During the second 30 minutes devoted to Q&A, I was able to ask a question. In a few words I asked what they saw as the role of librarians in “promoting” this federal program. Of course I prefaced my question by assuming they all knew about the President’s video presentation at ALA, other agencies promotion of libraries becoming partners in advocating the program, etc. The answer I got, in a nutshell, mostly from Ms. Forrestal, was that libraries and librarians were not expected to be “navigators” or counselors to help people fill out online applications for healthcare, but, as I suggested, they simple provide access to information like they have always done with federal income tax forms. OK, after that I was fairly satisfied.

However, the caller immediately after me was a guy who was at that moment conducting training for a county library system in my state. He thanked me for the segue and told listeners that the librarians he was training were very enthused and interested in becoming Certified Application Counselors – the people who have to be trained, bonded and certified. My reaction was not one I care to share publicly.

My reaction to librarians who embrace this “service” on such a personal level is that they must be wearing blinders to forget what libraries and librarians have been doing for the past 3-4 years – HELPING MILLIONS OF LIBRARY USERS FIND JOBS.

Remember the economic downturn that put so many people and companies out of business that unemployment became the number one issue in America? Remember the gut-wrenching library closings of 2009, 10 and 11 because the local economy was so bad? Remember the ALA and PLA and every library organization extoling the value of the local library BECAUSE IT WAS THE MOST VITAL RESOURCE HELPING PEOPLE FIND JOBS?

Are you not listening to the impact that the Affordable Care Act is and will have on businesses and jobs? Are you not aware that labor unions are no longer supporting the Act? Are you not aware that normal healthcare insurance costs are already rising? Are you not aware that Congress is debating not funding the program because it does more harm than good to the economy? Are you not aware that employers are cutting employee hours even further to get below the 29 hour level so they don’t have to provide healthcare benefits that will bankrupt their business? Are those of you who are currently working less than 40 hours a week in your library prepared to work less than 30 hours a week because your school district, city, county, state, or university can’t afford the outrageous cost of healthcare?

Do librarians not understand the dilemma they are now being forced into? First we “do more with less” and help millions of our neighbors try to find employment. AWESOME!

Now we’re being asked to become “Champions for Coverage” (yes, I had not yet mentioned that advertising hooraaraa incentive for libraries) and to again be good public servants – regardless of the impact. Before librarians jump on this latest “public good” bandwagon, I strongly encourage them to research the impact of this program, rather than simply keep the blinders on and follow the parade down the new path toward more joblessness.

Remember that the “service” to jobless library users was not a government program.

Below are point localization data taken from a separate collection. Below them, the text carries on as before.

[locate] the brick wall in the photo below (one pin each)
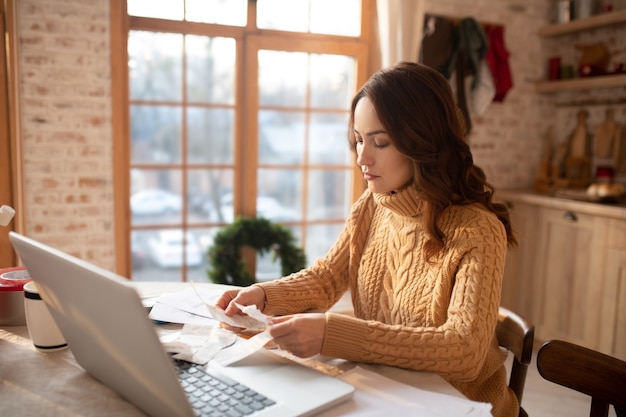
(65, 82)
(64, 61)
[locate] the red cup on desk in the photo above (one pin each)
(43, 330)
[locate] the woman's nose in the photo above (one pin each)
(362, 157)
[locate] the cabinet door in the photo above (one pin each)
(570, 263)
(613, 320)
(520, 288)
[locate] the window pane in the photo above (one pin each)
(223, 12)
(207, 187)
(332, 78)
(319, 240)
(334, 17)
(159, 254)
(328, 139)
(155, 65)
(161, 9)
(286, 15)
(210, 135)
(155, 134)
(281, 137)
(331, 201)
(330, 17)
(155, 197)
(210, 69)
(279, 192)
(282, 78)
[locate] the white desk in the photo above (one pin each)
(53, 384)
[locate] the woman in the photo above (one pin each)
(422, 251)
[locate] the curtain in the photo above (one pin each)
(400, 24)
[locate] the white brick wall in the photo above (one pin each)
(64, 61)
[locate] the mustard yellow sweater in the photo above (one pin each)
(409, 313)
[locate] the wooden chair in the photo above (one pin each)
(517, 335)
(601, 376)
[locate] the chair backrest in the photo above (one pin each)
(517, 335)
(601, 376)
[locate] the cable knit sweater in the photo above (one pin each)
(437, 316)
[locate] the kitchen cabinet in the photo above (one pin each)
(568, 274)
(613, 318)
(617, 17)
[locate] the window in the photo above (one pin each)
(233, 108)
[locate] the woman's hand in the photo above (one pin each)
(248, 296)
(300, 334)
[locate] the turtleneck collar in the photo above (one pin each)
(404, 202)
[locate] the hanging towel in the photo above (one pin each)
(498, 59)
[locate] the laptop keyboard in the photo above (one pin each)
(218, 396)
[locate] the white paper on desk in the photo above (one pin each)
(377, 395)
(243, 348)
(199, 343)
(188, 306)
(183, 306)
(254, 320)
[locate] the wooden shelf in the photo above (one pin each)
(599, 20)
(603, 81)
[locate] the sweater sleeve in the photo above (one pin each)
(457, 348)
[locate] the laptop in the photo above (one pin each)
(111, 336)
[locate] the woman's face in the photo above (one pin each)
(384, 168)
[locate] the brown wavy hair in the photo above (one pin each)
(416, 106)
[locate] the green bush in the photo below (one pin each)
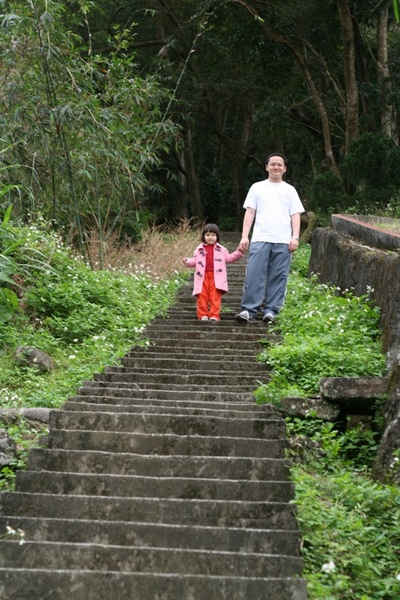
(324, 335)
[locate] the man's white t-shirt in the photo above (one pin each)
(274, 204)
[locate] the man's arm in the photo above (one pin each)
(247, 223)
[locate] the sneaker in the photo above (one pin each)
(268, 317)
(243, 316)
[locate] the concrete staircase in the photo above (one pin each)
(161, 479)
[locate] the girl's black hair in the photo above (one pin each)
(211, 227)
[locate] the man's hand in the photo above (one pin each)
(244, 244)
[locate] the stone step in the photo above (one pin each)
(229, 539)
(139, 486)
(131, 403)
(98, 585)
(210, 467)
(264, 426)
(253, 331)
(164, 409)
(231, 513)
(183, 352)
(98, 557)
(186, 345)
(187, 378)
(157, 388)
(111, 390)
(166, 444)
(196, 363)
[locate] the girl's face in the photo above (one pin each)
(210, 237)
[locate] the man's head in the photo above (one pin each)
(276, 165)
(276, 154)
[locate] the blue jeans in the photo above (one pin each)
(267, 273)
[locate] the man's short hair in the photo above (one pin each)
(276, 154)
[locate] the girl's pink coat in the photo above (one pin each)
(221, 259)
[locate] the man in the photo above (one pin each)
(275, 208)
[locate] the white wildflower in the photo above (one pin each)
(328, 567)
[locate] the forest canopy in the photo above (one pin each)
(115, 115)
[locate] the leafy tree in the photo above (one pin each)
(82, 130)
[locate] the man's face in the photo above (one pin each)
(276, 168)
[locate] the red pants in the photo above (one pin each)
(209, 300)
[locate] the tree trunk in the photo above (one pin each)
(190, 182)
(388, 115)
(349, 72)
(302, 62)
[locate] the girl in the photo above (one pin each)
(210, 279)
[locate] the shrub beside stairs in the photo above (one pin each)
(161, 479)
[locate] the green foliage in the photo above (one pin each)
(373, 161)
(24, 435)
(81, 130)
(324, 335)
(349, 523)
(328, 194)
(83, 319)
(350, 535)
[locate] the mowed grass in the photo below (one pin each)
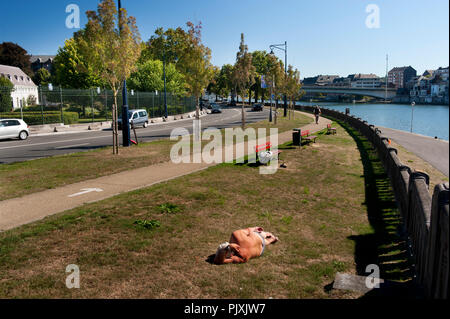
(19, 179)
(155, 242)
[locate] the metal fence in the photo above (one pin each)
(94, 104)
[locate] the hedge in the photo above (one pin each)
(35, 118)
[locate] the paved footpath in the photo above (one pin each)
(30, 208)
(435, 152)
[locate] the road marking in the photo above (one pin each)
(71, 146)
(86, 191)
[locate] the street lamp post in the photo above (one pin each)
(125, 118)
(280, 47)
(166, 113)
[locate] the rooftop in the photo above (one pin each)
(16, 75)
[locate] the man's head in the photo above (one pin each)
(269, 238)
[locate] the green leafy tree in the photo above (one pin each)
(71, 69)
(184, 48)
(6, 87)
(243, 73)
(111, 45)
(149, 77)
(293, 88)
(14, 55)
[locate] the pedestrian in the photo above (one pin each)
(317, 112)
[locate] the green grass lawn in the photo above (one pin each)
(331, 208)
(20, 179)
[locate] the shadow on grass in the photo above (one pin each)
(386, 246)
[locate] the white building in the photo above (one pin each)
(24, 88)
(365, 81)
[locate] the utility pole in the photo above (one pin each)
(125, 119)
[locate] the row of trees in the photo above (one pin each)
(246, 75)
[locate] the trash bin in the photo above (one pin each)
(296, 137)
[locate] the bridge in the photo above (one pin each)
(374, 92)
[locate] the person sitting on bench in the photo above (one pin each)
(244, 245)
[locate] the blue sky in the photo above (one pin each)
(324, 36)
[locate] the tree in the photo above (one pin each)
(243, 73)
(276, 79)
(190, 56)
(6, 87)
(14, 55)
(293, 88)
(149, 77)
(42, 77)
(261, 62)
(71, 69)
(111, 46)
(223, 84)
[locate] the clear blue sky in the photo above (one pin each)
(324, 36)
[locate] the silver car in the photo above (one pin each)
(137, 117)
(13, 128)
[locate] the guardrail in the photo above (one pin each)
(426, 217)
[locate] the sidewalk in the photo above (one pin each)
(435, 152)
(19, 211)
(54, 129)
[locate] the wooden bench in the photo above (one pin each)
(307, 137)
(331, 130)
(265, 147)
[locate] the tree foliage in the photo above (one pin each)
(110, 44)
(14, 55)
(71, 69)
(42, 77)
(149, 77)
(244, 72)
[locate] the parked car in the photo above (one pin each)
(137, 117)
(13, 128)
(215, 108)
(257, 107)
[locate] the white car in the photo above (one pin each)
(13, 128)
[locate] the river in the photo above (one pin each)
(429, 120)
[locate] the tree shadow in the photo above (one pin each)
(386, 246)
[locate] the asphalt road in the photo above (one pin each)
(435, 152)
(45, 146)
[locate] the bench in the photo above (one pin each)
(265, 147)
(307, 137)
(331, 130)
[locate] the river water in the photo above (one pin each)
(429, 120)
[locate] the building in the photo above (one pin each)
(443, 73)
(401, 75)
(42, 62)
(326, 79)
(365, 81)
(25, 91)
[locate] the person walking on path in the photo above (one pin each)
(317, 112)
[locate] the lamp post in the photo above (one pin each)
(125, 119)
(280, 47)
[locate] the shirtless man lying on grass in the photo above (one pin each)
(244, 244)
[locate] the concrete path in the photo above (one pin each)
(435, 152)
(19, 211)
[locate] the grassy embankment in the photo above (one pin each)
(332, 209)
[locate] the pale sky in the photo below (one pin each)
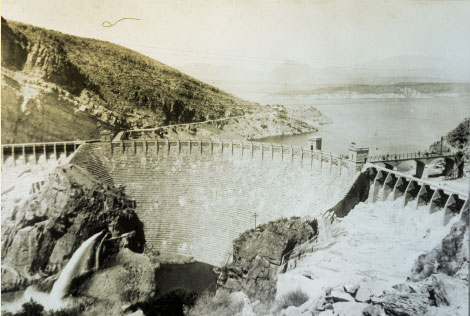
(260, 34)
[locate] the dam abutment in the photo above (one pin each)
(195, 197)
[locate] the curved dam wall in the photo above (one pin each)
(195, 197)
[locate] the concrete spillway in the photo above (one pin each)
(195, 198)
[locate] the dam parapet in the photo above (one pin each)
(195, 197)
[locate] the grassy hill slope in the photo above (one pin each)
(59, 87)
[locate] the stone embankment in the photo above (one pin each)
(195, 197)
(41, 231)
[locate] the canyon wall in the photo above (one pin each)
(195, 197)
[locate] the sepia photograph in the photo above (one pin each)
(235, 157)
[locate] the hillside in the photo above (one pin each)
(61, 87)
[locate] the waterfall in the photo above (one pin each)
(77, 265)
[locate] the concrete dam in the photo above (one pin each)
(195, 197)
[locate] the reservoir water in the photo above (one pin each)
(384, 125)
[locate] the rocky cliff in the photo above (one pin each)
(91, 84)
(257, 255)
(41, 231)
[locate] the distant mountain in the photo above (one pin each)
(60, 87)
(398, 90)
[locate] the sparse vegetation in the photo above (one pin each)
(294, 298)
(33, 308)
(132, 89)
(172, 303)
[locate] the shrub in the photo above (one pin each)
(294, 298)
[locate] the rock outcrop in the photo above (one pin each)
(257, 255)
(41, 231)
(126, 279)
(450, 257)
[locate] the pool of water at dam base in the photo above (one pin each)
(384, 125)
(196, 276)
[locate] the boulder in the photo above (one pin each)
(257, 254)
(128, 278)
(448, 257)
(41, 232)
(340, 296)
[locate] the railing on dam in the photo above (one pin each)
(387, 183)
(241, 149)
(33, 152)
(409, 156)
(153, 132)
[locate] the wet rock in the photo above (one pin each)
(291, 311)
(340, 296)
(413, 300)
(363, 294)
(351, 289)
(373, 310)
(45, 228)
(258, 253)
(128, 278)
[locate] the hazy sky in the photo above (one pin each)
(262, 34)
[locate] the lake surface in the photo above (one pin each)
(384, 125)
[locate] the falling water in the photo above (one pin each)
(77, 265)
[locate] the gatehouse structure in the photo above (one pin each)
(195, 196)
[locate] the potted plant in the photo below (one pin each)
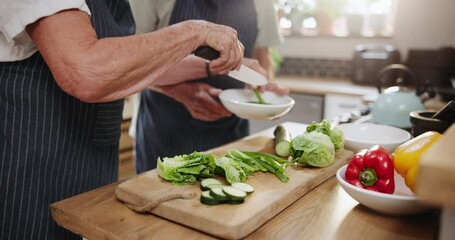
(326, 11)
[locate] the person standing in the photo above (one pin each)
(65, 67)
(187, 117)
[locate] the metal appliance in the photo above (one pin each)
(369, 59)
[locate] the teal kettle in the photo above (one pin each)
(394, 105)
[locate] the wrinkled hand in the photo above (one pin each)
(224, 39)
(198, 99)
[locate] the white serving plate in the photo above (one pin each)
(401, 202)
(365, 135)
(238, 102)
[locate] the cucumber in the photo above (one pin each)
(209, 181)
(244, 187)
(234, 193)
(208, 199)
(209, 187)
(282, 141)
(218, 194)
(240, 201)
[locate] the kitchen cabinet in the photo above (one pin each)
(307, 108)
(336, 105)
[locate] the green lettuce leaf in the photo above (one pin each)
(335, 133)
(185, 169)
(232, 170)
(312, 149)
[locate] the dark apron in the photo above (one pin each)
(165, 128)
(53, 146)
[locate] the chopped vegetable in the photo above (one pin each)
(234, 193)
(335, 133)
(244, 187)
(406, 157)
(372, 169)
(206, 183)
(272, 163)
(208, 199)
(312, 149)
(232, 170)
(282, 141)
(185, 169)
(218, 194)
(259, 97)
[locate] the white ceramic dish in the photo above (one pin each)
(365, 135)
(401, 202)
(238, 102)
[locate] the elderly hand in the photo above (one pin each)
(198, 99)
(271, 86)
(224, 39)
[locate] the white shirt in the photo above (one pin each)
(15, 15)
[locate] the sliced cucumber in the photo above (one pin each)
(244, 187)
(234, 193)
(218, 194)
(215, 186)
(208, 199)
(239, 201)
(209, 181)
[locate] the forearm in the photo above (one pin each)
(106, 69)
(189, 68)
(96, 70)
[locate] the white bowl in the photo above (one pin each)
(366, 135)
(401, 202)
(238, 102)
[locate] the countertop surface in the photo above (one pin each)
(322, 86)
(325, 212)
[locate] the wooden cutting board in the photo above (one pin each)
(234, 221)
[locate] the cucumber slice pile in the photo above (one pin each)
(214, 192)
(207, 182)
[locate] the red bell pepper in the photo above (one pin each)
(372, 169)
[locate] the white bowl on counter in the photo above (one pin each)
(365, 135)
(239, 102)
(401, 202)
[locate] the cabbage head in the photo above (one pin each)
(312, 149)
(335, 133)
(185, 169)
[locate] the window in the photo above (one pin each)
(364, 18)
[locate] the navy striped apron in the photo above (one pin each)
(53, 146)
(165, 128)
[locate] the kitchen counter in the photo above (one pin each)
(322, 86)
(326, 212)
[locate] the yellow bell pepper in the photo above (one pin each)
(406, 157)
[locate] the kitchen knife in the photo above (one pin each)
(245, 74)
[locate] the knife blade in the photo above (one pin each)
(248, 75)
(245, 74)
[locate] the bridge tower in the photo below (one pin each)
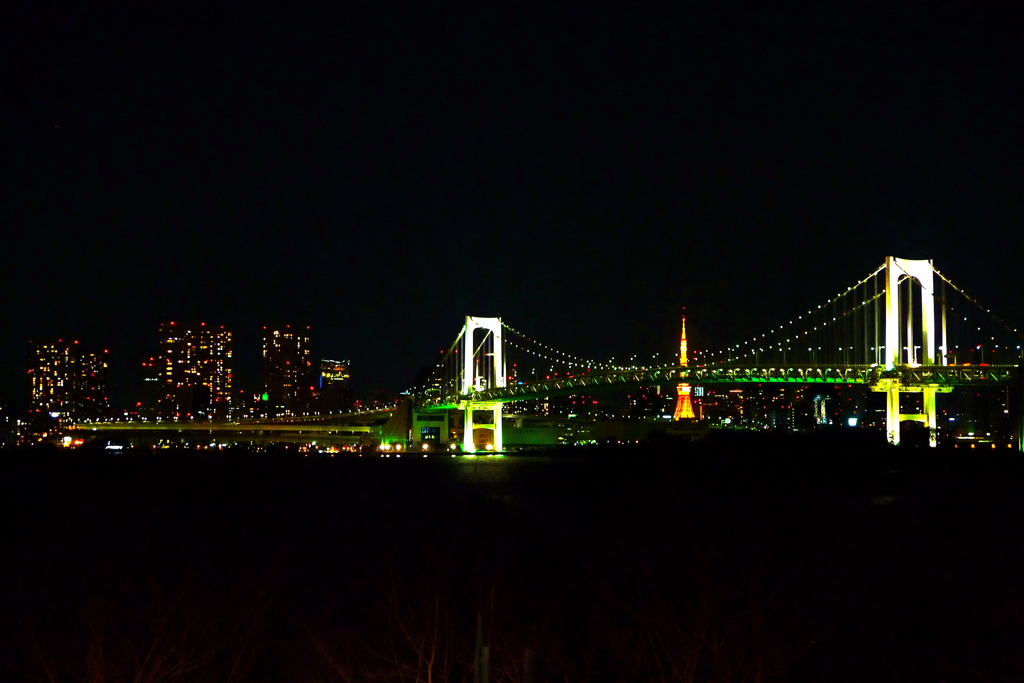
(684, 409)
(900, 348)
(473, 379)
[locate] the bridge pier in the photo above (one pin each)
(468, 442)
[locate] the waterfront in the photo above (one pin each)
(787, 559)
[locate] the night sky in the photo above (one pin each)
(378, 171)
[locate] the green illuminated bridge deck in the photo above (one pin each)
(945, 377)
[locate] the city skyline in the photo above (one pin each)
(379, 175)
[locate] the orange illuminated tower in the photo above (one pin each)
(684, 410)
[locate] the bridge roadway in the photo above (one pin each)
(276, 429)
(909, 377)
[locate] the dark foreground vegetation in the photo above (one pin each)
(756, 559)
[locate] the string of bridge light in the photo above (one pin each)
(565, 357)
(778, 346)
(729, 350)
(586, 366)
(978, 304)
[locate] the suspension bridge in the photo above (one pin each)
(903, 329)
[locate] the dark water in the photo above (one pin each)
(777, 559)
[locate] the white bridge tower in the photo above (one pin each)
(472, 380)
(900, 348)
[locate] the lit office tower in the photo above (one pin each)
(69, 382)
(196, 377)
(334, 386)
(684, 410)
(287, 371)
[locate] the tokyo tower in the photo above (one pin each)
(684, 410)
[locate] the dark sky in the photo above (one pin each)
(378, 171)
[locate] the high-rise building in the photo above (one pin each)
(287, 371)
(195, 372)
(335, 389)
(69, 383)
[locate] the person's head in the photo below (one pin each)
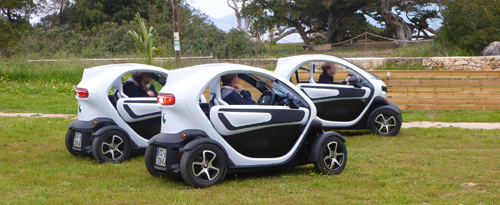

It was something that libraries understood was in the best interest of all concerned. Libraries were not asked to endorse or promote a government “program.” Being asked to endorse the Affordable Care Act is not in the best interest of libraries, or librarians. We are not government pawns to be sacrificed for some greater good – especially when there is no clearly identifiable “good” in it. I still agree with commentor StephenK who commented on LISNews blog, “Alas I don’t see this ending well.”